Mathematical programming approaches to community detection problems.

  1. F. Temprano Garcia
  2. J. Puerto Albandoz
  3. A.M. Rodríguez-Chía
  4. S. Benati
Actes de conférence:
XXXIX CONGRESO NACIONAL DE ESTADÍSTICA E INVESTIGACIÓN OPERATIVA XIII JORNADAS DE ESTADÍSTICA PÚBLICA

Éditorial: Departamento de Estadística e Investigación Operativa.

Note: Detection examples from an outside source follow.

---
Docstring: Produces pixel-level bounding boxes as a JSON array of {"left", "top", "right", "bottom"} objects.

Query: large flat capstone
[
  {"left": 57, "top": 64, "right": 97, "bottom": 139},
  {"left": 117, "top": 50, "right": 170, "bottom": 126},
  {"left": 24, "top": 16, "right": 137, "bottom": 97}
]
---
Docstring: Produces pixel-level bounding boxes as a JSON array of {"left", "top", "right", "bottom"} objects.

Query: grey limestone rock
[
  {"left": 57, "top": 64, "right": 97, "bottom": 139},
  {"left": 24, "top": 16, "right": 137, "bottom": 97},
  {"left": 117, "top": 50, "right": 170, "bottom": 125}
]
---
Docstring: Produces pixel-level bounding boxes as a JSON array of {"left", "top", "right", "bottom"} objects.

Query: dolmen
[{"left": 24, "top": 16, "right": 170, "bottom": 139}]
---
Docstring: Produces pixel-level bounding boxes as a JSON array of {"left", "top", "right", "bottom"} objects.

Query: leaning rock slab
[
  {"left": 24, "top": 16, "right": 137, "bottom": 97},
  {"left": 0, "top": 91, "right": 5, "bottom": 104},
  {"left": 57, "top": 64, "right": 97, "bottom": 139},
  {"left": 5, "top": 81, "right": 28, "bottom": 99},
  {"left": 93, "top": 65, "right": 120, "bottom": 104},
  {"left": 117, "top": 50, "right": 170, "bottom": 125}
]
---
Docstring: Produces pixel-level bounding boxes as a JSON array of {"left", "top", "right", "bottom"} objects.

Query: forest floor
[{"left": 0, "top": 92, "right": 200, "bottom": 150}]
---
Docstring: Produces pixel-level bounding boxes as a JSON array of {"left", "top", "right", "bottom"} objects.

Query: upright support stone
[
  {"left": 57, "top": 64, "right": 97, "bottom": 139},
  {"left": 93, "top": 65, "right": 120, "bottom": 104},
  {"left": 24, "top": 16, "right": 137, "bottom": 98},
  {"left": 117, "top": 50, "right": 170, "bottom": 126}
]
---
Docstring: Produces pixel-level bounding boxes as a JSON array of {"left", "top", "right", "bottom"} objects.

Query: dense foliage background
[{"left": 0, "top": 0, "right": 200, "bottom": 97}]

Universidad de Granada

ISBN: 978-84-09-41628-8

Année de publication: 2022

Pages: 117

Type: Communication dans un congrès

Résumé

We present a general methodology using mathematical optimization to identify overlapping communities in complex networks by maximizing aspiration criteria based on extensions of the Newman and Girvan modularity function. We provide mathematical programming formulations both for a new proposed modularity function and for the extended modularity function by Zhang et al. (2007) to find optimal overlapping communities for small to medium size networks. We also develop a heuristic algorithm for the new proposed modularity function valid for large networks. Experimental results indicate, on the one hand, that optimizing the extended modularity function proposed by Zhang et al. (2007) may produce senseless communities and on the other hand, our results show that the new modularity function is efficient at detecting good clusteringswith overlapping.